Python to Rust to Proof: Cross-Validating a ZK System

Three implementations of the same physics. Python float. Python scaled-integer. Rust BigInt. They must agree bit-for-bit.

Three implementations of the same physics. Python floating-point. Python scaled-integer. Rust BigInt. They must agree bit-for-bit, because the ZK proof is only as correct as the reference implementation it was validated against.

Here's how we cross-validate a ZK system across languages and number representations.

The Three Implementations

Our zk-physics project maintains three implementations of the Rayleigh-Plesset simulation:

1. Python Float (reference/simulate.py)

The ground truth for physics. Uses NumPy float64 — the same representation a physicist would use. Human-readable, easy to modify, trusted.

@dataclass
class SimulationParams:
    R0: float       # Equilibrium radius (m)
    P0: float       # Ambient pressure (Pa)
    Pa: float       # Acoustic amplitude (Pa)
    freq: float     # Frequency (Hz)
    gamma: float    # Polytropic exponent
    sigma: float    # Surface tension (N/m)
    mu: float       # Viscosity (Pa*s)
    rho: float      # Density (kg/m³)
    T0: float       # Initial temperature (K)
    dt: float       # Timestep (s)

This implementation answers the question: "given these physical parameters, what does the simulation produce?"

2. Python Scaled-Integer (reference/simulate_scaled.py)

The bridge between float physics and field arithmetic.

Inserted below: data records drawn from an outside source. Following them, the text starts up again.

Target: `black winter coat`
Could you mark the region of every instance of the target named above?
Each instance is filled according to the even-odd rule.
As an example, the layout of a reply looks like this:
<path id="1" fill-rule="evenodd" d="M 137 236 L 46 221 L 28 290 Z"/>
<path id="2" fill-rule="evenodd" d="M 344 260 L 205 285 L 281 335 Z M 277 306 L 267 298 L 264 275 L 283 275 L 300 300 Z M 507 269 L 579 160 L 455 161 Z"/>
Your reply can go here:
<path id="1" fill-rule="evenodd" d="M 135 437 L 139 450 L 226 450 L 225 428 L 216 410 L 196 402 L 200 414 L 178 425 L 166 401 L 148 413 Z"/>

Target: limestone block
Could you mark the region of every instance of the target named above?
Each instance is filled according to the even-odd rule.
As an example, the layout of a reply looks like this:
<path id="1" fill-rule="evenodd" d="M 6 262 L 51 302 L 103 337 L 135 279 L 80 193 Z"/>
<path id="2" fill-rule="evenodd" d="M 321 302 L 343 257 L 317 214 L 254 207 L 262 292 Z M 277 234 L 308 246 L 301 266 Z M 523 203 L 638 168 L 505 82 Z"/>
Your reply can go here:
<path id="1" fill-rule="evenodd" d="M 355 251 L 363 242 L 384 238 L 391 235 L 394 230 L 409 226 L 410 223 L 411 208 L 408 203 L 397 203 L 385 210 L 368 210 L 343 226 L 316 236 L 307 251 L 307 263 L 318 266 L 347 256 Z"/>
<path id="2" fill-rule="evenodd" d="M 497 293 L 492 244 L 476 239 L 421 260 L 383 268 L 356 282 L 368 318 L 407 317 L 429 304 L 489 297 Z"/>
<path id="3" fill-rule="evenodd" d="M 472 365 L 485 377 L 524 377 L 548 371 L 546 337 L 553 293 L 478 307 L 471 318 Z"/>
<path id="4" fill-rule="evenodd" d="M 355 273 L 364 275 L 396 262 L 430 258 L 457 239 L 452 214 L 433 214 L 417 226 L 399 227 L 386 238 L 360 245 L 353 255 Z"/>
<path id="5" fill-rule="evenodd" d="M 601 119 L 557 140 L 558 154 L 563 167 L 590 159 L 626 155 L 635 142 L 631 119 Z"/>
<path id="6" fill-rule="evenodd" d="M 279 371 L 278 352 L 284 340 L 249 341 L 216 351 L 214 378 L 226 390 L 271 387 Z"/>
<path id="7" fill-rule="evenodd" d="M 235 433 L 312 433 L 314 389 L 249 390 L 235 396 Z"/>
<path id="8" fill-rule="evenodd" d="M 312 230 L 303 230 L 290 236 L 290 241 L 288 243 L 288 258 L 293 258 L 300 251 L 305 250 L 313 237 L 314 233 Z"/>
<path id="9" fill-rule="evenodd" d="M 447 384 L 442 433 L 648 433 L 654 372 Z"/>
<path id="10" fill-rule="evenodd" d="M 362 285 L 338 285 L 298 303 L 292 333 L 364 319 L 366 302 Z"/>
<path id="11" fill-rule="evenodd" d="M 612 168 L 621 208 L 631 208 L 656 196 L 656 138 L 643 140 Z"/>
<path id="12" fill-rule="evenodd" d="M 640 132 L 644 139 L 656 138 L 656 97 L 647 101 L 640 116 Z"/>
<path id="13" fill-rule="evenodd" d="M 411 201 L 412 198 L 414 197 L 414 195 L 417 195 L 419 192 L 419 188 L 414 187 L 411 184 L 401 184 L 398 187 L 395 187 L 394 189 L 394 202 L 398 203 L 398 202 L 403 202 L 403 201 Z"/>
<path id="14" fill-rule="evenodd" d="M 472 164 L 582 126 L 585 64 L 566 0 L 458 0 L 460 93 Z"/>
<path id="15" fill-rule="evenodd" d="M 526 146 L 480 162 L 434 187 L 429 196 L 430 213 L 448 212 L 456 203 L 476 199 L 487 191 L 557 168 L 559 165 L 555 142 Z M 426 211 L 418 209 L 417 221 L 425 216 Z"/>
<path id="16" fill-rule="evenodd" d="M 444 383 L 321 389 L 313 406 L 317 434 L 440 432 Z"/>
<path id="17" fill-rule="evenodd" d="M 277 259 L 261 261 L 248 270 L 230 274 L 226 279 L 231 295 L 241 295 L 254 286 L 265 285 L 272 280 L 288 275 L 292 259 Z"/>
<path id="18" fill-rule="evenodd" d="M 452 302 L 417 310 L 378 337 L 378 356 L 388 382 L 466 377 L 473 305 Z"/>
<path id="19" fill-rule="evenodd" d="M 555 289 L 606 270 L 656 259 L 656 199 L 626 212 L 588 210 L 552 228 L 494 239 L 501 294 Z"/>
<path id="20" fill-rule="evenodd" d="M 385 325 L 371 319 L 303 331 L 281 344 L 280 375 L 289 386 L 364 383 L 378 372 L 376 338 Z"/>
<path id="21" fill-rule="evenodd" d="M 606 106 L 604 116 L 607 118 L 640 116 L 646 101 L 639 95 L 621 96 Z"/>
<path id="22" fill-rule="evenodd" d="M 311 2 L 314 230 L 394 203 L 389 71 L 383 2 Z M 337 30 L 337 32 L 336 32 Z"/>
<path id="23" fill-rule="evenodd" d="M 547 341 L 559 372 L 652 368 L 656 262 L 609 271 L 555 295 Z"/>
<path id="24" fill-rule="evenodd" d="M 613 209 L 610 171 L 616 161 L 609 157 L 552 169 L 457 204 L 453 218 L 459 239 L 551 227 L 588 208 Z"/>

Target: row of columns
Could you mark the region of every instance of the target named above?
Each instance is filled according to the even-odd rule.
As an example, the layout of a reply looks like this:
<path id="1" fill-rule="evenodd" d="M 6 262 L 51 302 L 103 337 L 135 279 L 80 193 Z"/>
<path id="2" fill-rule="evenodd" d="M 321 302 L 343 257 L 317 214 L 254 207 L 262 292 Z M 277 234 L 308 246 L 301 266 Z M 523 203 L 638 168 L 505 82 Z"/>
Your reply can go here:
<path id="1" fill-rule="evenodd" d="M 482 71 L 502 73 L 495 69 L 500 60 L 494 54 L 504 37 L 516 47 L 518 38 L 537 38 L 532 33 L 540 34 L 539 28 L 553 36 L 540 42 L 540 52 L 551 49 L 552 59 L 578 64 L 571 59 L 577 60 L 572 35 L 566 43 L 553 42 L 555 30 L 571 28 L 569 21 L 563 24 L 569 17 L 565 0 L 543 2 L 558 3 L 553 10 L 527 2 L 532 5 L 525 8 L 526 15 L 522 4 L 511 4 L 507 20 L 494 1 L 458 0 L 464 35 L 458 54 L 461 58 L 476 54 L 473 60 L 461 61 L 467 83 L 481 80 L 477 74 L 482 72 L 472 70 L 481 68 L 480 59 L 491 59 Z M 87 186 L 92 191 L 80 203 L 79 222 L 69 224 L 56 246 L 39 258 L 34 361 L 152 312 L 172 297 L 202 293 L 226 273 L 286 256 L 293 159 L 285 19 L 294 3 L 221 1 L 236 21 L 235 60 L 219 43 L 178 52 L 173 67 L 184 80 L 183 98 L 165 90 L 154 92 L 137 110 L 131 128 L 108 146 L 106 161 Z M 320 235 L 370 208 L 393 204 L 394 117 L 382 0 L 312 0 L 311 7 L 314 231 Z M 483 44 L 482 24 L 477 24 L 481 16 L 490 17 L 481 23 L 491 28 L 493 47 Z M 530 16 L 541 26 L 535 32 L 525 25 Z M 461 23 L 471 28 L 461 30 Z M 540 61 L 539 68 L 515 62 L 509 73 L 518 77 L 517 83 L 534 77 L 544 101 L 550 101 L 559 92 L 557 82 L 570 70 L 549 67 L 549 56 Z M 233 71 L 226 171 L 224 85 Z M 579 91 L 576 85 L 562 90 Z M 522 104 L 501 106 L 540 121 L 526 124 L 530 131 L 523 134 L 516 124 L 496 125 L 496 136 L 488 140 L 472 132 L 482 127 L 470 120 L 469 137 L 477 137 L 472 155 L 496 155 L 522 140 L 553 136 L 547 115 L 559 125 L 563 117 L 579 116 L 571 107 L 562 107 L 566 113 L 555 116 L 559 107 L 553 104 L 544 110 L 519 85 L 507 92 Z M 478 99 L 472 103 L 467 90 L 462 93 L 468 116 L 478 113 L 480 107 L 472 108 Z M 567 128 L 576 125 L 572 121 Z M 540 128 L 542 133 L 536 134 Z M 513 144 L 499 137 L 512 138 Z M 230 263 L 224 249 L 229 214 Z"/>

Uses Python's arbitrary-precision integers with SCALE = 10**30:

SCALE = 10**30

def smul(a, b):
    return (a * b) // SCALE

def sdiv(a, b):
    return (a * SCALE) // b

Same physics, different arithmetic. This implementation answers: "does the scaled-integer representation produce the same results as floating-point?"

3. Rust BigInt (src/witness.rs)

The actual witness generator. Uses num-bigint for arbitrary-precision integers:

fn smul(a: &BigInt, b: &BigInt) -> BigInt {
    (a * b) / scale()
}

fn sdiv(a: &BigInt, b: &BigInt) -> BigInt {
    (a * scale()) / b
}

This implementation answers: "does the Rust witness match the Python reference, and do its values satisfy the halo2 circuit constraints?"

The Shared Loop: Deduplication as Validation

A key architectural decision: the Rust witness uses a single simulate_inner() function for both the collapse preset and the acoustic driving preset:

fn simulate_inner(
    r0: &BigInt, p0: &BigInt, p_initial: &BigInt,
    dt: &BigInt, dt2: &BigInt, two_sigma: &BigInt,
    four_s: &BigInt, three_halves_s: &BigInt,
    rho: &BigInt, mu: &BigInt,
    r_start: BigInt, n_steps: usize,
    acoustic_dp: impl Fn(usize) -> BigInt,
) -> Vec<BigInt> {
    // Single Verlet integration loop
    // acoustic_dp returns zero for collapse, Pa*sin(wt) for acoustic
}

Before our code review, collapse and acoustic had separate simulation loops. This is a correctness hazard: fix a bug in one loop, forget the other. Deduplication means every physics improvement applies everywhere.

Cross-Validation: The Test Suite

The Python test suite (reference/test_simulate.py) runs both Python implementations and compares:

def test_collapse_float_vs_scaled():
    """Float and scaled-integer must agree within tolerance."""
    params_float = CollapsePreset.float_params()
    params_scaled = CollapsePreset.scaled_params()

    trace_float = simulate_float(params_float, n_steps=100)
    trace_scaled = simulate_scaled(params_scaled, n_steps=100)

    for i in range(len(trace_float)):
        r_float = trace_float[i]
        r_scaled = trace_scaled[i] / SCALE
        assert abs(r_float - r_scaled) / r_float < 1e-10, \
            f"Step {i}: float={r_float}, scaled={r_scaled}"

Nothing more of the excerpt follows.